Mc Cash marcha jusqu’à la 504, couverte d’immondices. Il se pencha vers l’aile avant gauche et constata qu’elle était enfoncée.

— Ils ont eu un accident ?

— Pas que je sache.

— Il y a de la peinture grise sur la carrosserie.

Le garagiste haussa les épaules comme si on lui parlait de mathématique quantique. Mc Cash resta un moment au milieu de la limaille, indécis.

— Bon, et ils passent quand la rechercher ?

L’autre regarda sa montre pleine de cambouis.

— Ça fait une heure que je les attends. J’sais pas ce qui font, bougonna-t-il, mais moi je ferme : j’ai faim.

Il se nettoya les mains avec une graisse ocre.

— Quand ils ont déposé la voiture hier soir, reprit le borgne, ils sont repartis à pied ?

— Oui.

— Ils ne vous ont pas dit où ils habitaient ?

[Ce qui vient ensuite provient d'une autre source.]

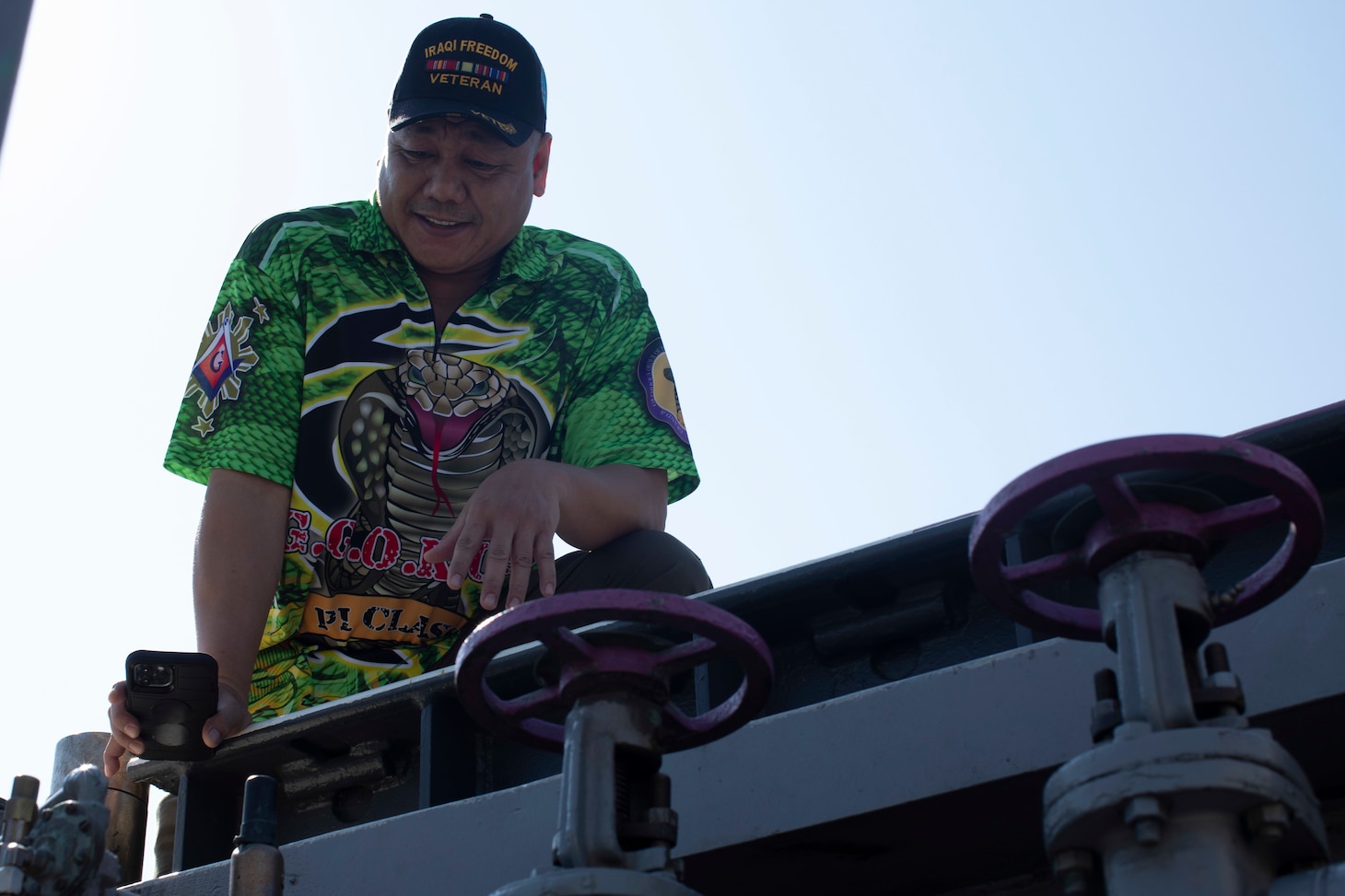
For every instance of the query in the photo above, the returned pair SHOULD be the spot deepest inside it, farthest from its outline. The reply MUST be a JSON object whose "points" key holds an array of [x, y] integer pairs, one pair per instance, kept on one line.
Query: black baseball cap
{"points": [[474, 67]]}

— Si : pas loin, ils ont dit…

Il inspecta ses mains, presque propres. Mc Cash allait repartir mais se ravisa. Le garagiste n’avait pas bougé.

— Vous rouvrez à quelle heure ?

— Après manger. Vers les deux heures.

— Hum… S’ils reviennent durant mon absence, dites-leur qu’ils feraient mieux de m’attendre…

Comme l’homme ne bougeait toujours pas, Mc Cash sortit de l’atelier.

Sa petite enquête auprès des commerçants du bourg confirma leur présence à Locmaria puisqu’une charmante crêpière lui signala qu’« Alice ? Oh ! Si elle est quelque part, c’est chez son copain Mavel ! On la voit plus souvent mais c’est ici qu’elle a grandi la petite ! ».

Il était une heure de l’après-midi. Mc Cash avait le temps de les intercepter chez ce Mavel qui, selon la dame patronnesse, habitait vers les rochers de Trégana.

Il tourna un peu en rond avant qu’un riverain ne lui indique la route exacte. Enfin, la Safrane du policier s’engagea sur le chemin de la maison.

Personne sur la terrasse. Il y avait des riverains mais pas de voisins directs. La mer était à trois cents mètres, derrière la haie de cyprès. Mc Cash claqua la portière, ajusta le bandeau dans le reflet de la vitre et traversa le bout de pelouse. Il y avait une table de jardin et un Velux ouvert à l’étage. Alerté par un craquement sec sous sa semelle, il inclina la tête vers le sol, s’agenouilla, vit les cartilages de crabe répandus sur la terrasse et frappa bientôt à la porte vitrée du salon.